Metadata is descriptive information about data / information. Metadata allow humans and programs to more easily understand and interpret information or data. Controlled vocabularies are often used to help make searching for and re-using information or data much easier when they are part of a machine-readable metadata scheme or system.

The CESSDA has created helpful guidance about creating metadata.

There are three main levels of metadata: Data assets, Dataset documentation and Dataset registration (more information):.

Data assets

On a micro-level there are four functional categories of metadata standards for datasets themselves that describe elements like structure, content, values (definitions, see also code book), and data formats (CSV, XML, etc.). Additionally, research groups often use a discipline’s standards to also describe data objects using naming conventions. There are, however, other guidelines for naming conventions and document versioning which can be useful for all documents, independent of whether they are research data or not. Often The table below gives an example of this.
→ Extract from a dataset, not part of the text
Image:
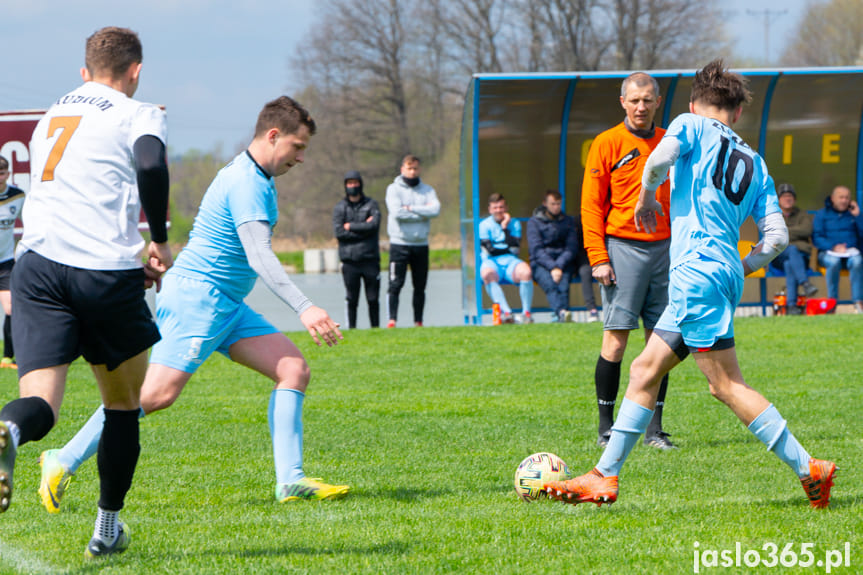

Data Stage Dataset description Type of data Versioning
Raw data Consumer spending data Text files 2017-02-23_ConsumerSpending_1.2.txt
Processed data Anonymized Transcription of patient interviews Word files, Excel 2014-11-17_RawTranscription_Checked1.docx
Analysed data Photo Images with descriptions TIFF files C:\Images\Raw\2016-07-01_Subject1-V2.tiff C:\Images\Clean\2016-07-01_Subject1-H1c.tiff
Word files C:\Images\Clean\Descript\2016-07-01_Subject1-H1c.Docx

Dataset documentation

On this general, descriptive, level the metadata concerns data packaging & metadata documentation on the dataset. It can include items like:

  • Readme files that lists the period of research, collaborators, a short description of the research as well as the elements within the dataset
  • Code Book: it provides descriptions, explanations or definitions of variables in a dataset
  • Policy documents describing the context of the research as well as referring to standard operating procedures used
  • Re-use guidelines (or licences) describing if there are re-use restrictions or limitations, including contact details.

Dataset registration

When you want to make sure that your dataset is findable it is recommended that the elements of the description of your dataset are made according to a certain metadata standard that allows for easier exchange of metadata and harvesting of the metadata by search engines. Many certified archives use a metadata standard for the descriptions. If you choose a data repository or registry, you should find out which metadata standard they use. At the VU the following standards are used:

Many archives implement or make use of specific metadata standards. The UK Digital Curation Centre (DCC) provides an overview of metadata standards for different disciplines. The list is a great and useful resource in establishing and carrying out your research methodology. Go to the overview of metadata standards. More important tips are available at Dataset & Publication.

Archiving & FAIR Principles

If you want to archive your dataset in such a way that it is compatible with the FAIR-principles, you can use the information in this practical guide which describes how to implement the FAIR data policy and this table which matches metadata fields from different systems (these documents were written for the Faculty of Behavioural and Movement Sciences).

The Dutch Techcentre for Life Sciences has developed open source software code to enable you to make your dataset’s metadata FAIR. The software is being developed through GitHub and full details on the FAIR Data Point Software are available there. The Dutch eScience Center also developed Fair Data Point software, of which full details are, similarly, available on GitHub.